The aim of this phase II study was to determine the efficacy and tolerability of the bimonthly, pharmacokinetically intensified LV5FU2 regimen in the treatment of metastatic colorectal cancers.

Methods

A total of 53 patients (23% second-line; 25 male/28 female; mean age 67 years; WHO performance status 0 in 38, 1 in 10 and 2 in 5) were treated in cycle 1 with the standard LV5FU2 regimen (leucovorin 200 mg/m2 per day followed by a 5-FU bolus 400 mg/m2 per day and a 22-h 5-FU continuous infusion 600 mg/m2 per day for two consecutive days every 2 weeks), and the AUC in mg·h/l·m2 was calculated. For cycle 2, according to a predefined schedule depending on the cycle-1 AUC value, in the absence of grade 3 toxicity, the 5-FU infusion dose was increased by 150% for AUC ≤5, by 100% for AUC >5–10, by 50% for AUC >10–15, and by 25% for AUC >15–20. 5-FU plasma concentrations were determined using high-performance liquid chromatography.

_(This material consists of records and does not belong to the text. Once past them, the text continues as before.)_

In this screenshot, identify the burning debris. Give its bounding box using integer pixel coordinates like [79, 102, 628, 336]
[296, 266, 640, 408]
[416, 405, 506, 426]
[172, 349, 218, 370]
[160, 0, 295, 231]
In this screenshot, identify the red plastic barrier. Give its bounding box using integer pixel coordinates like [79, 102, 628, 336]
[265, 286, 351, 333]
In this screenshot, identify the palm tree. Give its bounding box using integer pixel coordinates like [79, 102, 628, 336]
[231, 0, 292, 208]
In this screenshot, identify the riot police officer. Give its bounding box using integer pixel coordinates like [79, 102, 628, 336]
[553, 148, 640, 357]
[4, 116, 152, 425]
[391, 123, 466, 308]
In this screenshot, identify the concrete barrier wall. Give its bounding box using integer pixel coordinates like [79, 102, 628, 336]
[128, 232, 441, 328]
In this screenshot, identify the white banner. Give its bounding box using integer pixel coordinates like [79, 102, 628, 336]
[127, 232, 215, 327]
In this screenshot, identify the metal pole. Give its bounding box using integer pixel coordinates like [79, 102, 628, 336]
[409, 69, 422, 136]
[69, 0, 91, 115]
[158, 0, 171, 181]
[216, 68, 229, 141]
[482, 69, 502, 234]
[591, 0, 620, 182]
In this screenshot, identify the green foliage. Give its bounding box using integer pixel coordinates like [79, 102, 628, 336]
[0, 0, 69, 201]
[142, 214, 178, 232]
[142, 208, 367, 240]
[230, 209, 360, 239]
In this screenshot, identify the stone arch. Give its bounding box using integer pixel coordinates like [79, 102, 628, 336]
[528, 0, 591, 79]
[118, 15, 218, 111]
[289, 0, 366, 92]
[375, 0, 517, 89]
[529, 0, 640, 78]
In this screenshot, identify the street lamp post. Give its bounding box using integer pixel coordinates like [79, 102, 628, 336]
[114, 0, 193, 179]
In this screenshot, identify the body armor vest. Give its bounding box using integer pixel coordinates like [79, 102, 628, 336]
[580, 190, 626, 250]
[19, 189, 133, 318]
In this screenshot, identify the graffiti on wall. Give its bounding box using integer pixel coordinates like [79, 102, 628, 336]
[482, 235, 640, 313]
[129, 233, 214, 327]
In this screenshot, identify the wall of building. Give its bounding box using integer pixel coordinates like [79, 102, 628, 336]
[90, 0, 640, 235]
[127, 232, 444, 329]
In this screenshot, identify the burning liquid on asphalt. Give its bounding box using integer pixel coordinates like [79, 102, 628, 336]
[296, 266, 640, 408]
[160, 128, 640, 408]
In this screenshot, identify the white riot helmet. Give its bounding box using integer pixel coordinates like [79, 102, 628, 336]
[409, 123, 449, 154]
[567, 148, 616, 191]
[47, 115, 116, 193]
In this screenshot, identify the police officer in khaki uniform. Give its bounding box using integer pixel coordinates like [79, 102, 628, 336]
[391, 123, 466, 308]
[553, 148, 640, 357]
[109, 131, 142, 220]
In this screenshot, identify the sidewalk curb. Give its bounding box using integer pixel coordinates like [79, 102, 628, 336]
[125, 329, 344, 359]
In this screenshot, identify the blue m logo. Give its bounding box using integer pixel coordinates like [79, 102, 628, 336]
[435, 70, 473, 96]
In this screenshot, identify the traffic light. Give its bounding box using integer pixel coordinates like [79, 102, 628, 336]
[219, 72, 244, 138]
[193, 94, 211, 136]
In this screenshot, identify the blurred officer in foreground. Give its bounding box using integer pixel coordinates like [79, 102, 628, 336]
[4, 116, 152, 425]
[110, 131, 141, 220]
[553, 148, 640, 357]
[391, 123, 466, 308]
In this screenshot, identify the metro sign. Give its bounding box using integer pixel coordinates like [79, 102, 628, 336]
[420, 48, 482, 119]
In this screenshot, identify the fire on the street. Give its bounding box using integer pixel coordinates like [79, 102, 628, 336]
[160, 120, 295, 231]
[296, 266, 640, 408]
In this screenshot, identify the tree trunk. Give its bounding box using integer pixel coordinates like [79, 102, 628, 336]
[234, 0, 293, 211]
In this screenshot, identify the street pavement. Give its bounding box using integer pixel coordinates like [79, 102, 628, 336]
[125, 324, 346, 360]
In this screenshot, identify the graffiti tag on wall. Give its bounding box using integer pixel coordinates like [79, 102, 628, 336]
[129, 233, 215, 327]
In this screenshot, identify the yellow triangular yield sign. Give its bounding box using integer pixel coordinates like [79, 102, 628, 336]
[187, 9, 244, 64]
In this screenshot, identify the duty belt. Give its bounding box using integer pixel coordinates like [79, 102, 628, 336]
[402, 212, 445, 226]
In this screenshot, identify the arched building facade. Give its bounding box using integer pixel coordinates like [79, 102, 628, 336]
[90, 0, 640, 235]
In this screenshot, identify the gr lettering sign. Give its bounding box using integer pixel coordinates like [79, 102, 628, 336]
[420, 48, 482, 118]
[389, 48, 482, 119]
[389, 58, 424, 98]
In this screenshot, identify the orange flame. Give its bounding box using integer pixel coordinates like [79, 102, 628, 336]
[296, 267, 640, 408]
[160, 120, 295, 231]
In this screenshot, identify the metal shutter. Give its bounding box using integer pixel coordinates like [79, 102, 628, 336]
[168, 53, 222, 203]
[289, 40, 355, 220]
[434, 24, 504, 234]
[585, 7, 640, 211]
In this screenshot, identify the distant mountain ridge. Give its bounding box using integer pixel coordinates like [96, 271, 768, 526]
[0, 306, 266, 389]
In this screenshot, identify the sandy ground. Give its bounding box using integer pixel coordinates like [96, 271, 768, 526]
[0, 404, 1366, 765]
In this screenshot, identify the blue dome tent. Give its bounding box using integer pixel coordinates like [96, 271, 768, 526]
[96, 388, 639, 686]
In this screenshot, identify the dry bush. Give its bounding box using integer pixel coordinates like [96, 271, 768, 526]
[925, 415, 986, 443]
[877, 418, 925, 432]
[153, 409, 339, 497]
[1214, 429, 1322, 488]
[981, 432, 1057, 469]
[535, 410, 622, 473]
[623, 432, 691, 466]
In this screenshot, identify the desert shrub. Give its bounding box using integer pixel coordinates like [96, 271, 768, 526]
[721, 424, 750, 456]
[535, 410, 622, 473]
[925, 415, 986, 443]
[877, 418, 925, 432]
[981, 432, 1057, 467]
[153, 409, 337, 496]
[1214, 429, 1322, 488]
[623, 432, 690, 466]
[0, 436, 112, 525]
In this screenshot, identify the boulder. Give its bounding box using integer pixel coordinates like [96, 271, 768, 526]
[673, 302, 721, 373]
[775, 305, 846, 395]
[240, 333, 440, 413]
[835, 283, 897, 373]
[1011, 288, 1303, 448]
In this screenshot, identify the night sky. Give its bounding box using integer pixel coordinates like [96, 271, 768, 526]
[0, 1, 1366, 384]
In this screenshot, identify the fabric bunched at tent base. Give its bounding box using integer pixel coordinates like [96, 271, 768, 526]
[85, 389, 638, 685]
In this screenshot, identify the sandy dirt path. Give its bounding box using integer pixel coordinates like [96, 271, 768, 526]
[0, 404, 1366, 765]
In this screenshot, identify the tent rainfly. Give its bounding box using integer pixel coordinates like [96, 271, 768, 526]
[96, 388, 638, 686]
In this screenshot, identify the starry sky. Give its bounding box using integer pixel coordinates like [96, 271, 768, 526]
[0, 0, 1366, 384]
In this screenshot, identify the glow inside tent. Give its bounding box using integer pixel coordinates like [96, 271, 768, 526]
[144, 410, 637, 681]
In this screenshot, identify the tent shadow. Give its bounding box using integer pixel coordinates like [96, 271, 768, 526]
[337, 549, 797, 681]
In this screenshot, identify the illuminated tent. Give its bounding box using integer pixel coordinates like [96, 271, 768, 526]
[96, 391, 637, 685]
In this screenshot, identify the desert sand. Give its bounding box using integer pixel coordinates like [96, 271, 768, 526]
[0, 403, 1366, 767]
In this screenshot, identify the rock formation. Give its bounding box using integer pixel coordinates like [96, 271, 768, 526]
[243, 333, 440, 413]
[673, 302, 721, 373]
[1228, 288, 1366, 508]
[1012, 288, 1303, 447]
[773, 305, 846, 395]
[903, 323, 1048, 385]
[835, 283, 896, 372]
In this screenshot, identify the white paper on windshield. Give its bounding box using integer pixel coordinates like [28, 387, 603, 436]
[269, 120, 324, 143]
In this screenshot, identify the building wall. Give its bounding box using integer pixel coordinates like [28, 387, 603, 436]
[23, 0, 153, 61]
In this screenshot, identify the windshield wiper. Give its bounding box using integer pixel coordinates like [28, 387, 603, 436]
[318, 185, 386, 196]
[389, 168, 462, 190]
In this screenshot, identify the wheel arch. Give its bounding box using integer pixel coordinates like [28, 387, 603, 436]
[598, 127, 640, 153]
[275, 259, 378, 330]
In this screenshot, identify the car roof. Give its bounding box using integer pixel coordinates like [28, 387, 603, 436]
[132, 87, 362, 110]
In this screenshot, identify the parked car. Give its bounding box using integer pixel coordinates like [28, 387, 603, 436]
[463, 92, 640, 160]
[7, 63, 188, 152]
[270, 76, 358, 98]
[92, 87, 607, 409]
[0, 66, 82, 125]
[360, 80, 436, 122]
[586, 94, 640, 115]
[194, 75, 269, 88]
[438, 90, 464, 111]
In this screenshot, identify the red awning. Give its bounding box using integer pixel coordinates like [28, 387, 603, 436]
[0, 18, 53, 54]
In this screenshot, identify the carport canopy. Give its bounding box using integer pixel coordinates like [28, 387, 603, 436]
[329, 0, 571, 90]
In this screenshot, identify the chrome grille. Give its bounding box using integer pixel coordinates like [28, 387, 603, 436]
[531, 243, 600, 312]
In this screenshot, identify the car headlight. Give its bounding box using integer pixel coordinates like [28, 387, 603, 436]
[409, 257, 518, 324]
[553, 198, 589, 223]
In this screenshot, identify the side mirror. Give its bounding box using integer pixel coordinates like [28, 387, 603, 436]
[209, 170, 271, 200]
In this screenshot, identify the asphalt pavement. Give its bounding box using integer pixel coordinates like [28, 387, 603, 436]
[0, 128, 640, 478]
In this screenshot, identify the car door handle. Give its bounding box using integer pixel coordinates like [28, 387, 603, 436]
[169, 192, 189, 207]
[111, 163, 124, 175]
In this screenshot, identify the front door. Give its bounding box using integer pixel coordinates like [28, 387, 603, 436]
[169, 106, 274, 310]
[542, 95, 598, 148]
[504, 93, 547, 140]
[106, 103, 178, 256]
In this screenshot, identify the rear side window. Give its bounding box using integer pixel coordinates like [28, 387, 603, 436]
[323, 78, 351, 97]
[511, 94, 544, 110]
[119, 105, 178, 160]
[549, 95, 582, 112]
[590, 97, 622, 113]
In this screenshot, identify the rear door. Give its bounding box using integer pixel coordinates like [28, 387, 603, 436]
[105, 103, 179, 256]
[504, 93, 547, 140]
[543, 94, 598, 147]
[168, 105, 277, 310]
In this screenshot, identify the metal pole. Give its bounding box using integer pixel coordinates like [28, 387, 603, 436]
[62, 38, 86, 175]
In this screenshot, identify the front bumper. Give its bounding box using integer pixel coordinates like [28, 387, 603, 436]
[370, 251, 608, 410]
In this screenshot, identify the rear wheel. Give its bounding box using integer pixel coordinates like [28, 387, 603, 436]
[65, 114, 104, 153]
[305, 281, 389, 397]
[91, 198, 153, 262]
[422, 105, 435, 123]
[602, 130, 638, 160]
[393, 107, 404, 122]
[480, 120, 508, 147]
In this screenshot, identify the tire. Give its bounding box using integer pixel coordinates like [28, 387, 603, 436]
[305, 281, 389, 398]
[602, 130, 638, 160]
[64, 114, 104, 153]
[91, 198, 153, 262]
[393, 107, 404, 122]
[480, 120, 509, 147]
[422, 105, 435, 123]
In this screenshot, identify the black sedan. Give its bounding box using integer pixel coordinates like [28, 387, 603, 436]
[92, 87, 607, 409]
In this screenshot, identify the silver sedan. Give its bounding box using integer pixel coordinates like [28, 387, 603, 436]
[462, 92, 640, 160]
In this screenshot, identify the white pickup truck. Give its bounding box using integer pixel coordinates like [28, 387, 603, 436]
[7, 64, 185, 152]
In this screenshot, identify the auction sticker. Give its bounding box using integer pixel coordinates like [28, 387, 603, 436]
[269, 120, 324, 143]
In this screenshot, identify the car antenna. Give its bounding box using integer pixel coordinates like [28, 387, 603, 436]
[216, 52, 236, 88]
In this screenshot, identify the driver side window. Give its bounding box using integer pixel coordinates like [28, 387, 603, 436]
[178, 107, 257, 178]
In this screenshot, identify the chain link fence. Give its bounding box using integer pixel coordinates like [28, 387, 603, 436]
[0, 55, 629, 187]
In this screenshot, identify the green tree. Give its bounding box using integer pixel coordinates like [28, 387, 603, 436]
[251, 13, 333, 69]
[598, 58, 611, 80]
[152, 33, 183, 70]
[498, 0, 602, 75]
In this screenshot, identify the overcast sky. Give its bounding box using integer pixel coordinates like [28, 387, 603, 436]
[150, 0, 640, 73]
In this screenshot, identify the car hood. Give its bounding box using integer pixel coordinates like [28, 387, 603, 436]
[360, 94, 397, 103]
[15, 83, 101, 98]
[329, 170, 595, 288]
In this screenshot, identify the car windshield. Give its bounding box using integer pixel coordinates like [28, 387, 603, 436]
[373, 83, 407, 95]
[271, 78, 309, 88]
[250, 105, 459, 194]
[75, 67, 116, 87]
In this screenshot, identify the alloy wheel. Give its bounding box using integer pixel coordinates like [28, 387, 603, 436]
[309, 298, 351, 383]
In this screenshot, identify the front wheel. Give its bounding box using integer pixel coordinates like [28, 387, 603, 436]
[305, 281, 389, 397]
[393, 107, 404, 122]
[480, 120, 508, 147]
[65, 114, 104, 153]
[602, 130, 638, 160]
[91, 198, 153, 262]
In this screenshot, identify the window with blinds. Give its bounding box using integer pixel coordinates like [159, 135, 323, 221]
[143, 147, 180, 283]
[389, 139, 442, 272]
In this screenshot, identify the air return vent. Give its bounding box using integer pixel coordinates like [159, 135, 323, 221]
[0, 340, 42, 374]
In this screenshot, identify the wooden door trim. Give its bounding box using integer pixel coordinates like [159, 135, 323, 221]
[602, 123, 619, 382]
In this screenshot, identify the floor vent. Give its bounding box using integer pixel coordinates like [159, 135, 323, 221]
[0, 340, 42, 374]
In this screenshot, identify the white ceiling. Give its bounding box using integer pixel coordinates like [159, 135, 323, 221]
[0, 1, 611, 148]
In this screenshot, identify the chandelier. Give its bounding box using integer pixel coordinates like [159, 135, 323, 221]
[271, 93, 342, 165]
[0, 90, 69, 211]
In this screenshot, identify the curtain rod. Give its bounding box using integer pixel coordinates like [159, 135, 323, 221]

A Bayesian methodology was used to assess individual pharmacokinetic parameters using the NONMEM computer program.

Results

Among the 53 eligible patients, 87% (per-protocol population) received an increased dose in cycle 2 and 72% received the same dose. The median relative dose intensity was 1.28 (range 0.5–1.54) compared with the non-adapted theoretical total 5-FU dose. The objective response rate was 37% (95% CI 23–50%) in the intention-to-treat population and 47% (95% CI 29–65%) in the first-line per-protocol population. The median response duration was 10.4 months. The median progression-free survival (PFS) and overall survival (OS) were, respectively, 7 and 18.6 months. PFS and OS in first-line per-protocol patients were, respectively, 9.2 and 20 months. No deaths were attributed to toxicity of 5-FU despite the high doses administered. Of the 53 patients, 19% experienced gastrointestinal and 30% haematological grade 3/4 toxicities. Hand-foot syndrome was common but mild (grade 3 in one patient).

Conclusions

This strategy could be compared in a phase III trial with the standard LV5FU2 regimen.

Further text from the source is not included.